Intendi rimanere attiva nei settori ormai storici, in cui vanti esperienza, professionalità e una lunga serie di vittorie, con qualche pareggio e rare sconfitte? Oppure ti accorgi che i bisogni sociali stanno cambiando, che la demografia è avviata in modo irreversibile verso l’invecchiamento e che anche gli svantaggiati non sono più quelli di una volta?

Non sono domande inopportune, perché questa volta il Parlamento ha giocato d’anticipo, aggiornando qualche norma vigente, emanando disposizioni nuove, e, dove non è arrivato a farlo, si è mosso il nostro legislatore autonomo, regionale o provinciale che sia. E le cooperative sociali, che alla loro origine anticiparono il legislatore di dieci anni, questa volta pare che siano state prese alla sprovvista da un quadro normativo, messosi improvvisamente in movimento.

Infatti, oggi si sente parlare di “Legge sul dopo di noi”, di riforma del terzo settore, di interventi dell’INAIL per il reinserimento di persone con disabilità da lavoro, ma anche di agricoltura sociale e perfino dell’abolizione della distinzione, scellerata da sempre, fra cooperative sociali di tipo A e B. Da non dimenticare la mossa a sorpresa, con la quale, dopo un quarto di secolo, il legislatore è entrato a gamba tesa nello storico articolo uno della legge 381/1991, allargando notevolmente i servizi socio-sanitari ed educativi, riservati alle cooperative sociali di tipo A.
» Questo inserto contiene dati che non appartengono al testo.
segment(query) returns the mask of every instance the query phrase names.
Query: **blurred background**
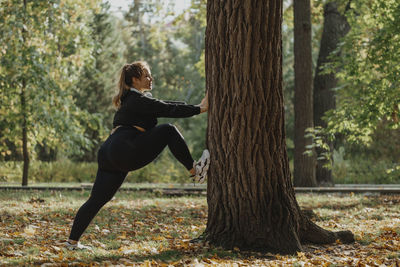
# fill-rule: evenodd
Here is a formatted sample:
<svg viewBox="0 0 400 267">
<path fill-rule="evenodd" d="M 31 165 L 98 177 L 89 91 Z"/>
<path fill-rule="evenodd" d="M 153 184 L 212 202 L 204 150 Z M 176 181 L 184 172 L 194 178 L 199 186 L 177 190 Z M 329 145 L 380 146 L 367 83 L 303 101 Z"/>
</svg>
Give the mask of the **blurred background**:
<svg viewBox="0 0 400 267">
<path fill-rule="evenodd" d="M 312 1 L 314 70 L 328 2 Z M 337 11 L 344 14 L 347 2 L 337 1 Z M 205 94 L 205 0 L 0 3 L 0 182 L 20 183 L 24 165 L 29 183 L 94 181 L 125 63 L 149 63 L 155 98 L 198 104 Z M 336 110 L 326 116 L 328 134 L 336 137 L 334 183 L 400 182 L 399 11 L 395 1 L 384 3 L 353 1 L 357 12 L 347 13 L 350 31 L 338 44 L 340 57 L 327 66 L 338 77 Z M 286 140 L 293 166 L 293 3 L 284 4 Z M 381 21 L 374 14 L 394 15 Z M 381 57 L 369 57 L 371 51 Z M 159 120 L 165 122 L 180 129 L 197 159 L 205 148 L 207 114 Z M 190 182 L 168 149 L 127 181 Z"/>
</svg>

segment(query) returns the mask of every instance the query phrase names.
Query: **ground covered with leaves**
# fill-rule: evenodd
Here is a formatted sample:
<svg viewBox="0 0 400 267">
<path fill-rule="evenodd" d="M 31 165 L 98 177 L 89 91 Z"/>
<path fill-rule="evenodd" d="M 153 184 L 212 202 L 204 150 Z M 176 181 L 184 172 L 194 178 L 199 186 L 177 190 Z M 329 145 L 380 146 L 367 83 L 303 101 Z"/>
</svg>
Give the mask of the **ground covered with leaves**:
<svg viewBox="0 0 400 267">
<path fill-rule="evenodd" d="M 119 192 L 69 251 L 77 209 L 89 191 L 0 191 L 0 266 L 400 266 L 400 196 L 298 194 L 318 225 L 351 230 L 353 244 L 306 245 L 293 256 L 191 244 L 207 222 L 205 197 Z"/>
</svg>

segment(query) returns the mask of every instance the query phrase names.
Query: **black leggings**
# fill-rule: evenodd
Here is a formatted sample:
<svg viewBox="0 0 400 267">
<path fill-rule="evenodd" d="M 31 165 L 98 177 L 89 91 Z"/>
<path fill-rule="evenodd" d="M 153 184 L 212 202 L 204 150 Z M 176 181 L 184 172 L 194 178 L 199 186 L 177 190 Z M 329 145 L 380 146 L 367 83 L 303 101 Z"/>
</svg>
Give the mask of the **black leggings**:
<svg viewBox="0 0 400 267">
<path fill-rule="evenodd" d="M 110 135 L 98 152 L 98 170 L 89 199 L 80 207 L 72 225 L 72 240 L 79 240 L 94 216 L 110 201 L 129 171 L 152 162 L 168 145 L 186 169 L 193 168 L 193 158 L 178 129 L 162 124 L 146 132 L 120 127 Z"/>
</svg>

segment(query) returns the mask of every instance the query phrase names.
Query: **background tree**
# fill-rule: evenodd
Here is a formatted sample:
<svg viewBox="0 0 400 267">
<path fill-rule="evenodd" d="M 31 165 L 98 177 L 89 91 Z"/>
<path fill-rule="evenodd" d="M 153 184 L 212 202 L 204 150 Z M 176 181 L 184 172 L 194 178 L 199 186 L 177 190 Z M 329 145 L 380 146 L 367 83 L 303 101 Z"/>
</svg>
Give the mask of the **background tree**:
<svg viewBox="0 0 400 267">
<path fill-rule="evenodd" d="M 329 62 L 329 55 L 334 52 L 339 46 L 340 39 L 345 36 L 350 30 L 345 15 L 338 10 L 336 2 L 328 2 L 324 5 L 324 25 L 321 37 L 321 45 L 318 56 L 317 68 L 314 77 L 314 126 L 326 127 L 326 122 L 323 116 L 326 111 L 335 109 L 335 93 L 334 88 L 337 86 L 335 73 L 322 73 L 322 66 Z M 333 151 L 333 142 L 328 141 L 327 145 L 330 151 Z M 316 148 L 317 155 L 320 155 L 316 166 L 316 179 L 319 185 L 333 185 L 332 168 L 327 167 L 332 157 L 326 160 L 323 155 L 325 151 L 321 148 Z"/>
<path fill-rule="evenodd" d="M 311 6 L 309 0 L 293 2 L 294 11 L 294 184 L 316 186 L 315 157 L 306 153 L 312 139 L 306 129 L 313 127 Z"/>
<path fill-rule="evenodd" d="M 386 148 L 399 150 L 400 3 L 352 1 L 346 15 L 351 30 L 324 71 L 336 74 L 338 86 L 337 106 L 326 113 L 323 133 L 343 137 L 340 156 L 353 169 L 347 179 L 395 182 L 399 157 Z M 383 133 L 394 138 L 379 138 Z"/>
<path fill-rule="evenodd" d="M 118 18 L 110 14 L 110 4 L 102 3 L 93 10 L 88 29 L 93 48 L 91 57 L 81 70 L 74 98 L 77 106 L 88 111 L 92 119 L 86 123 L 85 134 L 93 146 L 85 149 L 76 160 L 96 161 L 97 151 L 112 128 L 114 110 L 111 105 L 120 68 L 125 63 L 126 45 Z"/>
<path fill-rule="evenodd" d="M 225 248 L 295 253 L 353 241 L 321 229 L 297 204 L 285 145 L 282 1 L 207 2 L 208 222 Z M 266 23 L 267 22 L 267 23 Z"/>
<path fill-rule="evenodd" d="M 22 185 L 28 183 L 29 156 L 36 143 L 72 151 L 90 143 L 78 121 L 90 115 L 76 107 L 68 90 L 73 90 L 90 50 L 83 18 L 88 7 L 95 6 L 96 1 L 85 5 L 79 1 L 0 3 L 4 44 L 0 113 L 5 114 L 0 125 L 7 128 L 0 144 L 7 150 L 7 142 L 22 147 Z M 21 141 L 17 141 L 19 136 Z"/>
</svg>

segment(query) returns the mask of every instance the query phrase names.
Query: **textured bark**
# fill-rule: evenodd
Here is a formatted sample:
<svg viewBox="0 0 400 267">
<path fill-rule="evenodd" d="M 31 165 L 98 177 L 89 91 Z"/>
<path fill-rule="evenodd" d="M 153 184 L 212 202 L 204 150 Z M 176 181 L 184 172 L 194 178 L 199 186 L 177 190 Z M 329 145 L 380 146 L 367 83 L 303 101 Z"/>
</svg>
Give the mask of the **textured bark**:
<svg viewBox="0 0 400 267">
<path fill-rule="evenodd" d="M 326 127 L 322 119 L 325 112 L 336 108 L 335 94 L 332 90 L 337 85 L 334 73 L 321 74 L 321 67 L 329 62 L 328 56 L 336 50 L 340 38 L 344 37 L 350 30 L 350 25 L 344 15 L 340 14 L 335 2 L 329 2 L 324 6 L 324 28 L 321 37 L 321 45 L 318 56 L 317 68 L 314 78 L 314 126 Z M 333 143 L 328 141 L 333 150 Z M 317 154 L 322 153 L 317 149 Z M 331 159 L 332 160 L 332 159 Z M 316 166 L 316 179 L 319 185 L 333 185 L 332 171 L 324 168 L 326 160 L 318 160 Z"/>
<path fill-rule="evenodd" d="M 306 129 L 313 127 L 312 54 L 310 0 L 293 1 L 294 10 L 294 185 L 317 186 L 316 159 L 305 155 L 312 139 Z"/>
<path fill-rule="evenodd" d="M 227 249 L 292 254 L 318 239 L 291 182 L 285 144 L 282 1 L 208 1 L 208 222 L 201 239 Z M 308 238 L 308 239 L 307 239 Z"/>
</svg>

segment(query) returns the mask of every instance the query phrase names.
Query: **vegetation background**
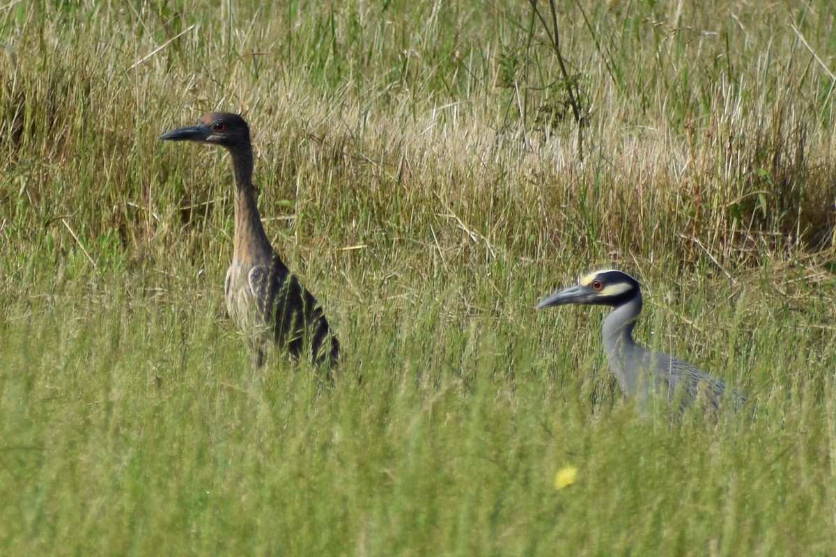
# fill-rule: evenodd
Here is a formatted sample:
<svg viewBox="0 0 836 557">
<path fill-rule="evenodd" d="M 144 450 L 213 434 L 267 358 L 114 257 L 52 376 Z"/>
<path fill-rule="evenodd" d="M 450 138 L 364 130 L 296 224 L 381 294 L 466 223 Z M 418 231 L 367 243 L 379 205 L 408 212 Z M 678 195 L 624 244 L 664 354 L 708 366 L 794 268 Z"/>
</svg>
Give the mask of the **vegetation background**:
<svg viewBox="0 0 836 557">
<path fill-rule="evenodd" d="M 565 75 L 537 6 L 0 7 L 0 554 L 836 551 L 832 3 L 558 2 Z M 156 139 L 213 109 L 332 390 L 226 319 L 227 157 Z M 534 311 L 610 266 L 743 412 L 640 417 Z"/>
</svg>

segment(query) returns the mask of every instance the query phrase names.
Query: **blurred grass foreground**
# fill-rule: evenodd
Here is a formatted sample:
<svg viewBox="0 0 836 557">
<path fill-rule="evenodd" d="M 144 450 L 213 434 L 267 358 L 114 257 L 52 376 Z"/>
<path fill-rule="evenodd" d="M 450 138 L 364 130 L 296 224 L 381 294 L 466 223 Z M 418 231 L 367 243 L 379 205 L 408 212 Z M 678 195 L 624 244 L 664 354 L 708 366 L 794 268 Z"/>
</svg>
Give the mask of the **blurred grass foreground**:
<svg viewBox="0 0 836 557">
<path fill-rule="evenodd" d="M 0 554 L 832 554 L 836 13 L 534 6 L 0 7 Z M 156 139 L 213 109 L 333 388 L 226 316 L 227 155 Z M 600 266 L 742 411 L 534 311 Z"/>
</svg>

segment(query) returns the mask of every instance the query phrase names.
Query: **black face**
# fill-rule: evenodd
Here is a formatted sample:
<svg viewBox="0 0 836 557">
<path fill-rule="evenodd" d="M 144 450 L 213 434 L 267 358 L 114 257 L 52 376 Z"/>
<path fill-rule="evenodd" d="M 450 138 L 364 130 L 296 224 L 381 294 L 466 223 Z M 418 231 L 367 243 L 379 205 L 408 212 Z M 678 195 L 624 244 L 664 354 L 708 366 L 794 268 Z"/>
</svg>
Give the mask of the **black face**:
<svg viewBox="0 0 836 557">
<path fill-rule="evenodd" d="M 228 112 L 210 112 L 201 116 L 197 124 L 178 128 L 160 136 L 167 141 L 200 141 L 227 149 L 249 145 L 250 129 L 241 116 Z"/>
<path fill-rule="evenodd" d="M 565 304 L 620 306 L 640 293 L 639 282 L 620 271 L 598 271 L 581 277 L 578 284 L 544 298 L 538 308 Z"/>
</svg>

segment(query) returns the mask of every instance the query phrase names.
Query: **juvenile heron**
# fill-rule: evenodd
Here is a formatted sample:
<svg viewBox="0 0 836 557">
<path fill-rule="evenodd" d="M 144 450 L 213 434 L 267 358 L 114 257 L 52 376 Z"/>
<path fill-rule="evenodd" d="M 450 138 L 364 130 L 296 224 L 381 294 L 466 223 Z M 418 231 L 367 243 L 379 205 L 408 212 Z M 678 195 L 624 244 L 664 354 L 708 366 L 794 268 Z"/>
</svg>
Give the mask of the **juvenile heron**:
<svg viewBox="0 0 836 557">
<path fill-rule="evenodd" d="M 648 350 L 633 340 L 633 329 L 641 312 L 639 282 L 619 271 L 591 272 L 574 286 L 554 292 L 538 304 L 538 309 L 584 304 L 609 306 L 613 310 L 604 320 L 601 334 L 609 371 L 622 392 L 635 397 L 640 403 L 652 392 L 664 392 L 668 402 L 680 400 L 685 407 L 695 400 L 717 408 L 726 394 L 726 383 L 699 367 L 672 356 Z M 745 397 L 732 391 L 735 406 Z"/>
<path fill-rule="evenodd" d="M 330 333 L 322 307 L 282 262 L 262 226 L 247 122 L 237 114 L 212 112 L 196 125 L 166 132 L 160 139 L 220 145 L 232 155 L 235 238 L 224 291 L 227 311 L 247 337 L 255 366 L 263 365 L 265 350 L 273 343 L 294 358 L 307 350 L 317 365 L 335 363 L 339 342 Z"/>
</svg>

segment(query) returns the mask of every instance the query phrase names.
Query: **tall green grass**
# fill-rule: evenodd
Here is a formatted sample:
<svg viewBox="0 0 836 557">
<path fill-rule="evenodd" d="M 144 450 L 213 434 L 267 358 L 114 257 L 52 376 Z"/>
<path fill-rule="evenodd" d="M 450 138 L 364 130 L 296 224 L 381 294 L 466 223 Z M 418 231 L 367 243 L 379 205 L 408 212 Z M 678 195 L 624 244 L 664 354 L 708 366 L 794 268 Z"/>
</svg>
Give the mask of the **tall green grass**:
<svg viewBox="0 0 836 557">
<path fill-rule="evenodd" d="M 0 554 L 832 552 L 833 10 L 558 8 L 583 160 L 528 3 L 0 8 Z M 229 161 L 156 140 L 212 109 L 333 389 L 226 318 Z M 604 311 L 534 311 L 611 265 L 742 412 L 640 415 Z"/>
</svg>

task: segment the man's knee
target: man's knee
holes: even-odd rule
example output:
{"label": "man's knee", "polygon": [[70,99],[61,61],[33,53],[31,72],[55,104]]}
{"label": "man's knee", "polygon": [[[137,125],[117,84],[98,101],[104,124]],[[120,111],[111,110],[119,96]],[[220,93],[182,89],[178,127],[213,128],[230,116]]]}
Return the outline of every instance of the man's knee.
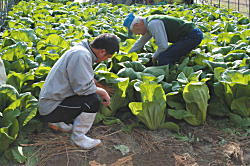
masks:
{"label": "man's knee", "polygon": [[101,100],[97,94],[90,96],[88,102],[83,103],[83,112],[96,113],[100,110]]}

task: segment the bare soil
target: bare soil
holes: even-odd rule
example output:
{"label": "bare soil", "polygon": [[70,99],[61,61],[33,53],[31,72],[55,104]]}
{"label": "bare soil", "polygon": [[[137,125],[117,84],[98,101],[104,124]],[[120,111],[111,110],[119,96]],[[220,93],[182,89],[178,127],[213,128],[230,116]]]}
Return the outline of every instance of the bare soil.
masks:
{"label": "bare soil", "polygon": [[[220,126],[208,120],[200,127],[181,123],[181,132],[167,129],[131,132],[121,125],[95,125],[89,136],[102,140],[92,150],[82,150],[70,142],[70,134],[46,129],[33,135],[33,157],[38,166],[248,166],[250,134]],[[117,148],[120,145],[122,148]],[[122,146],[121,146],[122,145]],[[28,166],[29,161],[27,162]]]}

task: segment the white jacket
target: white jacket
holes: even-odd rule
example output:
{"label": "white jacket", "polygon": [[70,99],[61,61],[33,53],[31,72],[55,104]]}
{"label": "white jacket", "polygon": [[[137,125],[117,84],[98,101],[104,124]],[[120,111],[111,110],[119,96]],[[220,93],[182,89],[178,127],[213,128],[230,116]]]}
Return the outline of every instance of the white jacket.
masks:
{"label": "white jacket", "polygon": [[87,40],[66,51],[45,80],[39,96],[39,113],[48,115],[69,96],[95,93],[92,65],[96,59]]}

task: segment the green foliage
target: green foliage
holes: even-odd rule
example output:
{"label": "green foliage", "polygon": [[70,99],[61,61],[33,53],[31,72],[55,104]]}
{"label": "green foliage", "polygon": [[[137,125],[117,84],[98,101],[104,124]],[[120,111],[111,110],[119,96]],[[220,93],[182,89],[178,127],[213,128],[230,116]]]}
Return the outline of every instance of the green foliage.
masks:
{"label": "green foliage", "polygon": [[[202,125],[207,109],[213,116],[228,117],[237,127],[249,127],[249,18],[198,4],[136,5],[131,11],[122,4],[53,2],[57,3],[19,2],[0,33],[0,56],[8,75],[8,85],[0,86],[0,156],[20,163],[26,160],[16,141],[37,112],[48,72],[73,43],[91,41],[102,33],[118,35],[121,44],[120,54],[95,66],[96,79],[115,92],[97,122],[122,123],[115,116],[121,107],[129,106],[149,129],[178,131],[177,124],[165,122],[166,116]],[[129,12],[192,21],[204,32],[204,39],[180,63],[152,66],[154,40],[140,52],[128,53],[139,38],[128,36],[122,25]]]}

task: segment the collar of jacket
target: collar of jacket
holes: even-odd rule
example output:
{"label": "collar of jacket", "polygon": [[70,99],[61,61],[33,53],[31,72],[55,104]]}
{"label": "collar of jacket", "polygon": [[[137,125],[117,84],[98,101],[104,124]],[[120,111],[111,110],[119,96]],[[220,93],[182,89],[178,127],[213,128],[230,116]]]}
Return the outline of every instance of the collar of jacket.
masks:
{"label": "collar of jacket", "polygon": [[84,39],[80,42],[80,45],[82,45],[83,47],[85,47],[89,53],[92,56],[92,62],[94,63],[97,60],[96,55],[94,54],[94,52],[91,50],[90,46],[89,46],[89,41],[87,39]]}

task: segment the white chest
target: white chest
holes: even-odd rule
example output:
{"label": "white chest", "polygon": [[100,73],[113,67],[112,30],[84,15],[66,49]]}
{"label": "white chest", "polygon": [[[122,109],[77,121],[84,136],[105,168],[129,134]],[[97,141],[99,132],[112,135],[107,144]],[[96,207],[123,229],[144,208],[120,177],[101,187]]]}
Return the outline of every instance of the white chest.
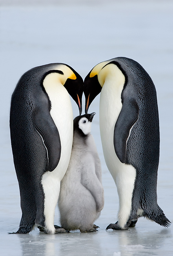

Quindi, se non bastassero i cambiamenti sociali e demografici in atto a spingere la cooperazione sociale verso un opportuno rilancio, ci si è messo il legislatore che ha aperto scenari nuovi, e regolato, questa volta ex ante, settori d’intervento vicini al “core business” della cooperazione, ma che saranno fonti di sfide e di improvvisa concorrenza, richiedendo un rinnovato impegno, con tutto quello che ne potrà derivare in termini strategici, economici e organizzativi.

A queste nuove opportunità di diversificazione la cooperativa di ricerca sull’innovazione sociale SOPHIA ha dedicato un recente studio, in cui approfondisce la portata delle nuove norme, evidenziando quali prospettive si possano aprire per le “cooperative sociali 2.0”, cioè quelle che raccoglieranno la sfida dell’innovazione e che si metteranno al passo con i tempi, fermamente intenzionate a confermare il loro ruolo primario nel settore sociale.

Oscar Kiesswetter

La ricerca della cooperativa sociale Sophia, commissionata da Legacoopbund verrà presentata in occasione di un evento pubblico, il 4 aprile 2018 alle ore 17.30 presso la Camera di Commercio di Bolzano.